Section 11. Possession of Dangerous Drugs. -  The penalty of life imprisonment to death and a fine ranging from Five hundred thousand pesos (P500,000.00) to Ten million pesos (P10,000,000.00) shall be imposed upon any person, who, unless authorized by law, shall possess any dangerous drug in the following quantities, regardless of the degree of purity thereof:

x x x x

(5)  50 grams or more of methamphetamine hydrochloride or “shabu”;

x x x x

Otherwise, if the quantity involved is less than the foregoing quantities, the penalties shall be graduated as follows:

x x x x

(3) Imprisonment of twelve (12) years and one (1) day to twenty (20) years and a fine ranging from Three hundred thousand pesos (P300,000.00) to Four hundred thousand (P400,000.00), if the quantities of dangerous drugs are less than five (5) grams of x x x  methamphetamine hydrochloride of “shabu” x x x.
[4] TSN, January 13, 2004, pp. 3-9.

[5] Id. at 10.

[6] TSN, November 10, 2003, p. 6; Folder of Exhibits, Exhibit “B”.

[7]  Id.

[8] Folder of Exhibits, Exhibit “E.”

[9] TSN, January 13, 2004, pp. 8-9.

[10] Id. at 9-10.

[11] Records, p. 24.

[12] TSN, July 14, 2005, pp. 3-14.

[13] Records, pp. 132-142.

[14] Id. at 141-142.

[15] CA rollo, pp. 97-116.

[16] Id. at 116.

[17] Rollo, pp. 42-51.

[18] People v.
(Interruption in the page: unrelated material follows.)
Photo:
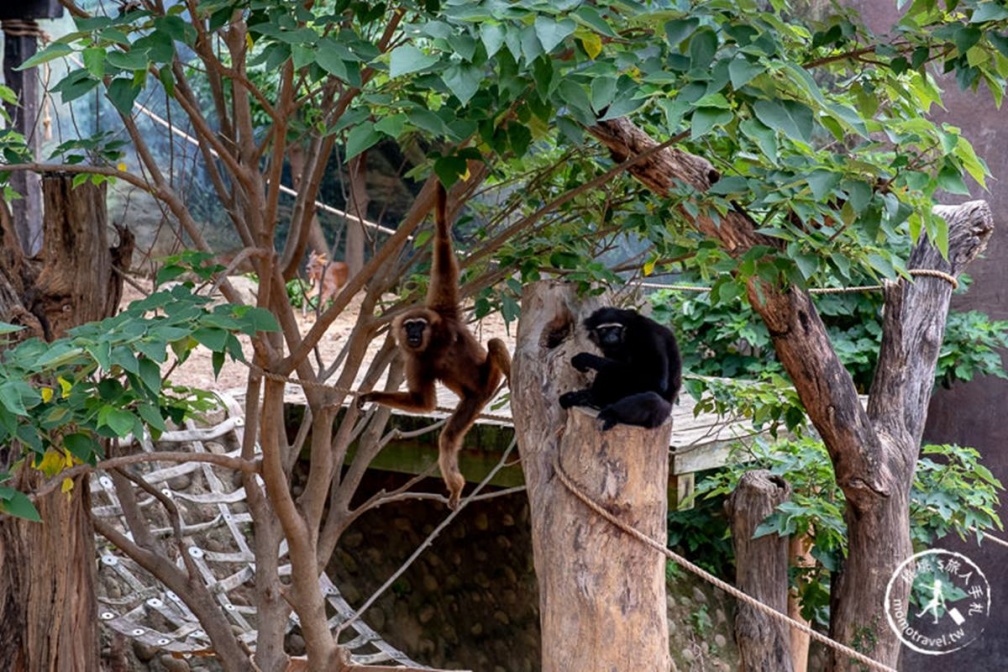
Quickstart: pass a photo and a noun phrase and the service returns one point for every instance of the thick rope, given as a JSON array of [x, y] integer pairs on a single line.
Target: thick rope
[[711, 578]]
Salvador, G.R. No. 190621, February 10, 2014, 715 SCRA 617, 637.

[19] People v. Mariacos, G.R. No. 188611, June 21, 2010, 621 SCRA 327, 349.

[20] People v. Octavio, G.R. No. 199219, April 3, 2013, 695 SCRA 192, 205-206.

[21] Id. at 206.

[22] CA rollo, pp. 114-115.

[23] See Section 2, Indeterminate Sentence Law.